Heather’s unemployed husband, Arthur (a likable Keith Dahlgren), is tolerant of her born-again gambit, but not up for much of anything himself. A former businessman who barely survived the Sept. 11 terrorist attack on the World Trade Center, he’s paralyzed by survivor’s guilt. No wonder he rarely sheds his pajamas or leaves the house.
Meanwhile, the bright, sneering Rachel (Carolyn Marie Monroe) rebels against her dad’s torpor and mom’s fanaticism by going Goth. You know — black lipstick, Morticia Addams couture, the whole schmear.
Something has to rattle this suburban family loose, and it arrives in the form of Nelson (Anthony Duckett), a socially challenged classmate of Rachel’s.

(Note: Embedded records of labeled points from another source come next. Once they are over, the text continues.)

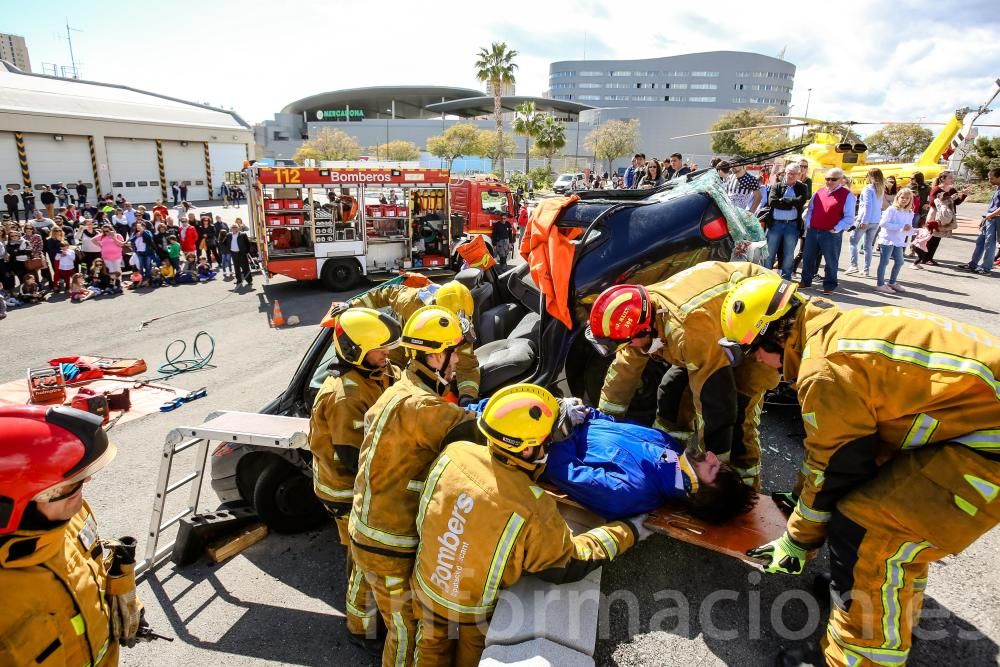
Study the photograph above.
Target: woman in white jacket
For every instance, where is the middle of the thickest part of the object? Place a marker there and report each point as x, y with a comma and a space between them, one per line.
894, 227
867, 220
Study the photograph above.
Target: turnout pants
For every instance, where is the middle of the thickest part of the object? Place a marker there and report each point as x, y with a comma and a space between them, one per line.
389, 580
923, 505
442, 643
359, 608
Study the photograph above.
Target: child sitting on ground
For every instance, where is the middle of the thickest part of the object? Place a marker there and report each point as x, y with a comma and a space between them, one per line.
30, 291
155, 277
205, 272
77, 289
167, 274
189, 269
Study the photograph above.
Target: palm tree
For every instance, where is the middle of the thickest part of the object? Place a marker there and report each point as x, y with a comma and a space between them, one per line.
496, 66
550, 139
527, 121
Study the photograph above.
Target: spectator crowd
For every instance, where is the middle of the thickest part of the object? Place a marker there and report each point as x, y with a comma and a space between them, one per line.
62, 243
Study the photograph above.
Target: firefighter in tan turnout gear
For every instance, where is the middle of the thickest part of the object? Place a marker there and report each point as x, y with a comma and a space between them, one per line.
902, 464
404, 433
484, 522
677, 321
404, 300
363, 339
68, 597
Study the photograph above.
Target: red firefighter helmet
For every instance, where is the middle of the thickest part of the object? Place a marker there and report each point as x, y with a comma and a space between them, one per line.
44, 452
620, 314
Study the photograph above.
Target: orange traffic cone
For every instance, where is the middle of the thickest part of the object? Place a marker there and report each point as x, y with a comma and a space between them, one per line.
277, 319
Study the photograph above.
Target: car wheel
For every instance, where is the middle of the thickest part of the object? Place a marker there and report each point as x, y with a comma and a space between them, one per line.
283, 498
340, 275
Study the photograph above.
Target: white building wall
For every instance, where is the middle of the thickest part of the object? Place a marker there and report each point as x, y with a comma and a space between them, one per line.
10, 168
186, 164
52, 161
225, 157
133, 170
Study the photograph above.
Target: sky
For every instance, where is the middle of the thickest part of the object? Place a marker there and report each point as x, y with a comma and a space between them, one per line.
864, 61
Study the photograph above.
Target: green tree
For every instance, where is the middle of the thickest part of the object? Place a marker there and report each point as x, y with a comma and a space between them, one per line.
983, 156
613, 140
396, 151
748, 141
550, 139
900, 141
527, 122
458, 140
329, 145
495, 147
496, 66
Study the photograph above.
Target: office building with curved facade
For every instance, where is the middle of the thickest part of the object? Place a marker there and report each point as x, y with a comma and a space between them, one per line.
669, 96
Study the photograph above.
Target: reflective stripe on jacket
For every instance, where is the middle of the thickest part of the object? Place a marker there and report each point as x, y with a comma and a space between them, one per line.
483, 524
338, 420
404, 430
876, 381
688, 322
404, 301
54, 611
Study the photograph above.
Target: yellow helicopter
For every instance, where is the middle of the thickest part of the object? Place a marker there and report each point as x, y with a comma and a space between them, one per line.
829, 150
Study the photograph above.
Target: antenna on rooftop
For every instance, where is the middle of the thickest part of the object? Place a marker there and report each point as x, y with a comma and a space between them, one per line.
72, 57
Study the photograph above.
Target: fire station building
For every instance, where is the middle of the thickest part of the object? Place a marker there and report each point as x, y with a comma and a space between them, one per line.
114, 138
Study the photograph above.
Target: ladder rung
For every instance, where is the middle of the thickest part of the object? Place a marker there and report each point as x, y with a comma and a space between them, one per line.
181, 482
185, 445
174, 520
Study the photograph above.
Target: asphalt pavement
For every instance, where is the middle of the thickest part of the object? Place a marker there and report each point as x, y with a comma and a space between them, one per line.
281, 601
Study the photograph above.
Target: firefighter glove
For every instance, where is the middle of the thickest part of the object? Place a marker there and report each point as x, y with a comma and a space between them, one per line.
782, 556
572, 412
638, 523
785, 500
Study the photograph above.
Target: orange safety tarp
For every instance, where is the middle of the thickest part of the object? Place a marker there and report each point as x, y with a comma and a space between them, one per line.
476, 254
108, 365
549, 254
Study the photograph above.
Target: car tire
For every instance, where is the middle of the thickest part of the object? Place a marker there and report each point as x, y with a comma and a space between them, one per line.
340, 275
284, 500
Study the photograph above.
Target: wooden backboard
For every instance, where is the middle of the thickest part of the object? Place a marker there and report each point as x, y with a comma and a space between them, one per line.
765, 523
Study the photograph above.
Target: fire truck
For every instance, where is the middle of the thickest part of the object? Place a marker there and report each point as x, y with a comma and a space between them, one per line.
339, 225
478, 201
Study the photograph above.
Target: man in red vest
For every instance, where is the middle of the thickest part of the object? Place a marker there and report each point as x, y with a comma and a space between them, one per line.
830, 214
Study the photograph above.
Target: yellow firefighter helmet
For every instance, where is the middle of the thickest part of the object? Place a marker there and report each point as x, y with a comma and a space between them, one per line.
360, 330
432, 329
754, 303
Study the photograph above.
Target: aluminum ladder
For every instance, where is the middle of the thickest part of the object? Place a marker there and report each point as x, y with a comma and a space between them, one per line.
245, 428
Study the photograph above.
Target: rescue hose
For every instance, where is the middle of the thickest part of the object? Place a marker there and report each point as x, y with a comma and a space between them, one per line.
175, 364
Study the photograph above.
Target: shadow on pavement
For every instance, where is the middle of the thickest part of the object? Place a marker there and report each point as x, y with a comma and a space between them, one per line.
202, 600
743, 617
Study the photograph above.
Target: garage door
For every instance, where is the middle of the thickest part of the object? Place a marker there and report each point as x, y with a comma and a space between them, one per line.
187, 164
65, 161
132, 165
10, 168
225, 157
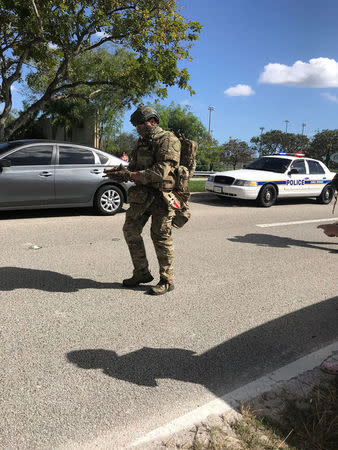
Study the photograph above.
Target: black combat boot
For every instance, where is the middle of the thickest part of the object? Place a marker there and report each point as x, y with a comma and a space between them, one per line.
138, 278
162, 287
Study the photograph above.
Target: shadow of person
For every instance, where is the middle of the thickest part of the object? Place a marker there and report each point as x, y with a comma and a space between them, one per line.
228, 365
46, 280
141, 367
269, 240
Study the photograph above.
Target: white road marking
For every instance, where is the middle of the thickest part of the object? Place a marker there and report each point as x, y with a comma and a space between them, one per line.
232, 400
298, 222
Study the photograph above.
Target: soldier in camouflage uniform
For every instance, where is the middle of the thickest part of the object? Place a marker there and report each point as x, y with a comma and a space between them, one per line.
156, 155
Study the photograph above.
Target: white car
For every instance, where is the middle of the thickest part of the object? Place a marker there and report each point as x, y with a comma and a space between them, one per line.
269, 177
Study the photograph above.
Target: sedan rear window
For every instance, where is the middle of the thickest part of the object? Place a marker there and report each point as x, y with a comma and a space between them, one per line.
37, 155
75, 155
278, 165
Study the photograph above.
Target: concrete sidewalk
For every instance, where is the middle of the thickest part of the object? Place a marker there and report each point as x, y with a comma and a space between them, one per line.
265, 394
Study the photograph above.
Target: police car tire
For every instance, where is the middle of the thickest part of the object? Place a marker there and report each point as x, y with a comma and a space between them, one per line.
118, 196
326, 195
267, 196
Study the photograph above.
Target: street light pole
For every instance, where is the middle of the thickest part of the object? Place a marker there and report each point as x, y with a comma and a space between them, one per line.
260, 141
210, 108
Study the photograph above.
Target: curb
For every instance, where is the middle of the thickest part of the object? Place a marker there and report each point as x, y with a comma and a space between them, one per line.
228, 403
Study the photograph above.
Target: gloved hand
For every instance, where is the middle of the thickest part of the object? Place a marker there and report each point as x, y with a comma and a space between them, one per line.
120, 173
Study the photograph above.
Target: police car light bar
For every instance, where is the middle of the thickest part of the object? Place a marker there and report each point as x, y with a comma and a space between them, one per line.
299, 154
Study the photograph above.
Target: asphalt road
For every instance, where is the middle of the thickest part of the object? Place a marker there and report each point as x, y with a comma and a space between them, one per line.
86, 363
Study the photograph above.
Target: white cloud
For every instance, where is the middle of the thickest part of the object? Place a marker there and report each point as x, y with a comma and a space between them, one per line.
240, 90
330, 97
318, 72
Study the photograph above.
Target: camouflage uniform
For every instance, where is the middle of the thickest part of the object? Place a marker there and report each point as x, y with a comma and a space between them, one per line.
153, 158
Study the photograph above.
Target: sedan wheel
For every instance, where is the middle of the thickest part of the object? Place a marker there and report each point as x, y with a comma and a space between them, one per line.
108, 200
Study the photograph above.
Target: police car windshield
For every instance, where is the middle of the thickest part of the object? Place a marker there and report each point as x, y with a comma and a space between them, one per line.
278, 165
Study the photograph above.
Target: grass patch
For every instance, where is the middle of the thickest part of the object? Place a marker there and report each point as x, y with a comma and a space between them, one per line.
196, 185
304, 423
315, 419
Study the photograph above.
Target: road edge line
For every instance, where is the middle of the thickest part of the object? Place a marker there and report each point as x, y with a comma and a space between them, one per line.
230, 401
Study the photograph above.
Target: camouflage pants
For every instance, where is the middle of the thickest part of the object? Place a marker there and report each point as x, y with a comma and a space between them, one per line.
161, 218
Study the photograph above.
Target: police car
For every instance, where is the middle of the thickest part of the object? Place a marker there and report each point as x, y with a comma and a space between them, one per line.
274, 176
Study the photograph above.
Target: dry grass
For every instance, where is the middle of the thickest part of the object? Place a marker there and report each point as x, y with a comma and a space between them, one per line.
309, 423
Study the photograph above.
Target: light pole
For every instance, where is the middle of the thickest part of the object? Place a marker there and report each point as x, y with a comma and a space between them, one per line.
260, 141
210, 108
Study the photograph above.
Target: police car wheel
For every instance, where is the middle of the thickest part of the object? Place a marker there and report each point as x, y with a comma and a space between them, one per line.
108, 200
326, 195
267, 196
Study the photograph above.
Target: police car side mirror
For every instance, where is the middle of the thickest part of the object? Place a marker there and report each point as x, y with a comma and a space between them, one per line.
5, 163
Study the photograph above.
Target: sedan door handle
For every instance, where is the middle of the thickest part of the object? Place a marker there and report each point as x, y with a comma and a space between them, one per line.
45, 173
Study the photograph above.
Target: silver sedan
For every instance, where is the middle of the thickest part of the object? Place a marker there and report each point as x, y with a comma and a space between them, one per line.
38, 174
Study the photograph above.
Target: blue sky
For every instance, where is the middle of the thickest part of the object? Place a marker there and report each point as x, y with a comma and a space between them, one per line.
239, 39
252, 47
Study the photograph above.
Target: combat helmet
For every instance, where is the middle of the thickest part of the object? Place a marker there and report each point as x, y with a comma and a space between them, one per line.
144, 113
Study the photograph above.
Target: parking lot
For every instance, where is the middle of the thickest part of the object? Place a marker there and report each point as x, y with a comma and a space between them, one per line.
89, 364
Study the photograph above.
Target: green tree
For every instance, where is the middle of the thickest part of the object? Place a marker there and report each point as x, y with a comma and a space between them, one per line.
275, 141
42, 44
323, 145
208, 154
125, 142
235, 152
179, 119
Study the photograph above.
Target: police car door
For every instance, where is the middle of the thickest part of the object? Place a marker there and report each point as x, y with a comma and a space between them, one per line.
297, 177
318, 178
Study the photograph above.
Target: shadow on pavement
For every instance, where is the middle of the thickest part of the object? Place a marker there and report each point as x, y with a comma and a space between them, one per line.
54, 212
269, 240
229, 365
21, 278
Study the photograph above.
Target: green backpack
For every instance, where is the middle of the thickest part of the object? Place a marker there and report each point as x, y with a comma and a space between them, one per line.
183, 174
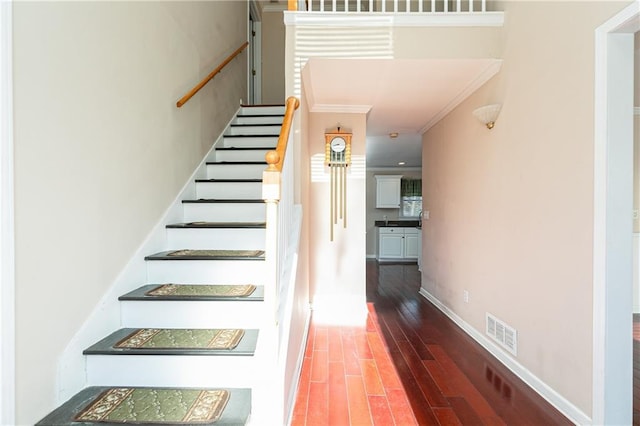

This adolescent’s unbounded enthusiasm (for impersonating Elvis, among other things) and his hunger for human connection shake all the Steins up — but in a good way.
The interloper-knows-best scenario is comedy standard issue. But Laufer does a lot with it, and director Carol Roscoe and company have a firm handle on the script and the laughs it should (and does) engender.
The phrase “Thank you, Jesus,” takes on new meaning when applied to Sarah’s apparition of a Boy Scout-like Christ, played by a celestial, berobed Evan Whitfield.
The agile Whitfield doubles as another spirit guide: the wheelchair-bound physicist and author Stephen Hawking, whose scathing wit and big-picture scientific look make him the perfect make-believe guru for the alienated Rachel.
But it is the hyper-dorky Nelson who, while stalking Rachel in the name of puppy love, turns her on to Hawking’s books. And in a way that isn’t too pat, he also befriends Sylvia, and even coaxes Arthur out shopping to fill the family’s long-empty fridge.
Duckett has got his adorable-geek persona down. And his go-for-broke portrayal of a friendless kid who refuses to fit in or get bummed out (even when he’s being pelted with milk cartons in the school cafeteria) is priceless. (Both Monroe and Hawkins could use a few more notes in their performances, especially vocally.)
“End Days” slackens toward the end, as it stretches out its tease about how this all will end. With a Big Bang? Or a happy whimper?
But most of this play is wry, incisive and au courant. And did I mention hopeful? That too. Because even if love doesn’t heal everything, it can’t hurt.